States need help to meet future challenges with fostering the implementation of an integrated physical health, mental health, and addiction service system. SAMHSA is working with states to establish standards and expectations that lead to an improved system of care for individuals with or at risk of mental and substance use disorders. HHS has devoted significant resources in assisting states in building and maintaining more effective behavioral health systems for prevention activities, treatment services and recovery supports that are integrated with health care systems. To continue this work, SAMHSA is requesting approval of this application and guidance for FY 2022-2023.


Application Overview


Consistent with the new supplemental funding through both the Consolidated Appropriations Act [P.L. 116-260] and the American Rescue Plan [P.L.117-2] there are changes to some of the required monetary and planning tables in the application. The FY 2022-2023 application contains previously approved sections that are required and other sections where additional information is requested, but not required. Opting not to provide additional information that is requested but not required will not affect state funding in any way (i.e., amount or timeliness of payment). The FY 2022-2023 application, which includes both the plan and report, requires states to submit a face sheet, a table of contents, a behavioral health assessment and plan, reports of expenditures and persons served, executive summary, and funding agreements, assurances, and certifications. Consistent with prior applications, SAMHSA is requesting information on key focus areas that are critical to implementation of provisions related to improving the quality of life for individuals with behavioral health disorders.

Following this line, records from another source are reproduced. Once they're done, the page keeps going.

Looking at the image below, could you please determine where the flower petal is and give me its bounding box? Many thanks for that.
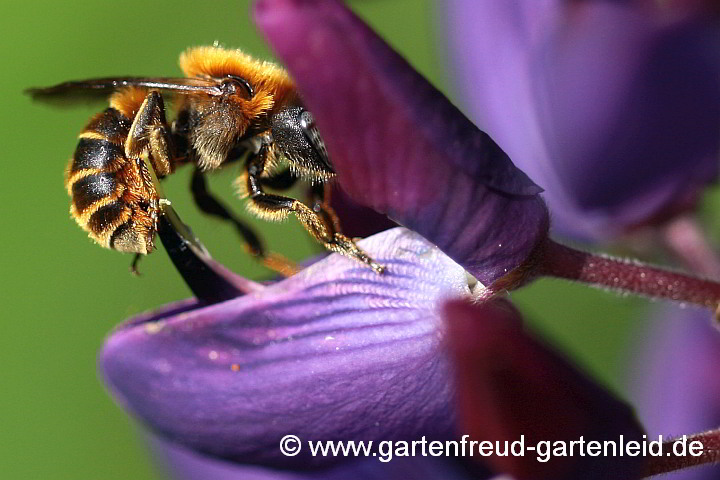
[100,228,469,468]
[445,0,720,239]
[153,440,492,480]
[255,0,547,285]
[628,306,720,480]
[445,301,644,480]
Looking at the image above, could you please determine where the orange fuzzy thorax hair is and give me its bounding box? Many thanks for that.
[180,47,295,106]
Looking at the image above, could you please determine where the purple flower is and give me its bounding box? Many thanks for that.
[445,0,720,239]
[100,0,676,480]
[628,307,720,480]
[255,0,547,285]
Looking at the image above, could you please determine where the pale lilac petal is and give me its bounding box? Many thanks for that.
[100,228,469,468]
[629,307,720,480]
[153,441,490,480]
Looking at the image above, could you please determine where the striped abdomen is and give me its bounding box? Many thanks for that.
[65,97,158,253]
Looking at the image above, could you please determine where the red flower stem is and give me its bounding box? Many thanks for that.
[535,240,720,311]
[643,430,720,477]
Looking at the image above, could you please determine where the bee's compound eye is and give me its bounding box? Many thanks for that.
[298,110,332,170]
[220,75,255,98]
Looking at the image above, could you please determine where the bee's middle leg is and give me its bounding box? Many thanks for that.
[190,170,298,276]
[245,156,385,273]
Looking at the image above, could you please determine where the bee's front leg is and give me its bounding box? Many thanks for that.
[243,149,385,273]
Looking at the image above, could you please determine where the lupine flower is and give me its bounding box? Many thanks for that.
[628,307,720,480]
[100,0,720,479]
[444,0,720,239]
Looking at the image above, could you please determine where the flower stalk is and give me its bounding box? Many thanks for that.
[535,240,720,315]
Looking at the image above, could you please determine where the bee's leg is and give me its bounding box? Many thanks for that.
[244,154,385,273]
[310,183,342,233]
[130,253,142,277]
[125,91,175,177]
[190,169,298,277]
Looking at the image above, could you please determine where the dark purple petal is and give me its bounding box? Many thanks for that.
[445,300,644,480]
[153,441,486,480]
[100,228,469,468]
[445,0,720,238]
[629,307,720,480]
[255,0,547,285]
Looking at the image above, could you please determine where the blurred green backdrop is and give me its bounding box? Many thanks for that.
[0,0,660,480]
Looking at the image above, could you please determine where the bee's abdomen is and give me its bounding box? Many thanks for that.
[68,108,130,175]
[65,108,152,253]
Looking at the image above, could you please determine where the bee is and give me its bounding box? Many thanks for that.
[30,46,384,273]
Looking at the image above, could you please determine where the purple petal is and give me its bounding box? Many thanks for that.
[629,307,720,480]
[255,0,547,285]
[445,300,645,480]
[445,0,720,238]
[100,228,469,468]
[153,441,492,480]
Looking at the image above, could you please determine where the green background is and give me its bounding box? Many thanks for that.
[0,0,688,480]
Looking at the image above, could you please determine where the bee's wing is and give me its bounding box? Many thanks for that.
[25,77,222,103]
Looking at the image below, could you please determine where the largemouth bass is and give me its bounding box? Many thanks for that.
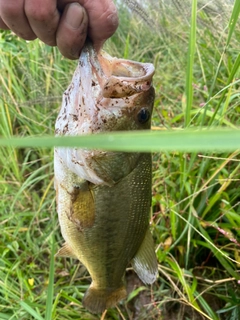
[54,44,158,313]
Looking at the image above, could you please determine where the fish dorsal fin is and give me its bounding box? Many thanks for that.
[131,229,158,284]
[55,242,78,259]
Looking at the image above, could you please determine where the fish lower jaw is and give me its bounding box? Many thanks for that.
[83,284,127,313]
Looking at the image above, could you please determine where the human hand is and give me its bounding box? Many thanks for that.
[0,0,118,59]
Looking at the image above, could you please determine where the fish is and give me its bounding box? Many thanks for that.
[54,43,158,313]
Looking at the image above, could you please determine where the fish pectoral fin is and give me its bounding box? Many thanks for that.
[131,229,158,284]
[55,242,78,259]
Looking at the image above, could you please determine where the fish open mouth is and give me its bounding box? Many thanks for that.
[98,52,154,98]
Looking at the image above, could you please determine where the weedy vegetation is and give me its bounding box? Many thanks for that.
[0,0,240,320]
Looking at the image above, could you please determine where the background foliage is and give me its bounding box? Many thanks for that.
[0,0,240,320]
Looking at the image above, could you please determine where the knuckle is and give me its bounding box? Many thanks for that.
[0,1,22,19]
[26,6,55,22]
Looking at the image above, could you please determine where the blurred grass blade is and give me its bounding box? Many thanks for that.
[184,0,197,127]
[227,0,240,46]
[20,301,44,320]
[209,53,240,125]
[45,237,55,320]
[0,129,240,152]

States are required to use forms approved by OMB and to submit the application in a specified period. Although the statutory deadlines remain unchanged, SAMHSA is urging states to submit their application(s) as early as possible to allow time for a meaningful review. SAMHSA believes that plans should be developed in line with state fiscal years and that information provided in the reports should also reflect state fiscal year data. Applications for the MHBG-only are due no later than September 1, 2021. The application for SABG-only is due no later than October 1, 2021. A single application for MHBG and SABG is due no later than September 1, 2021.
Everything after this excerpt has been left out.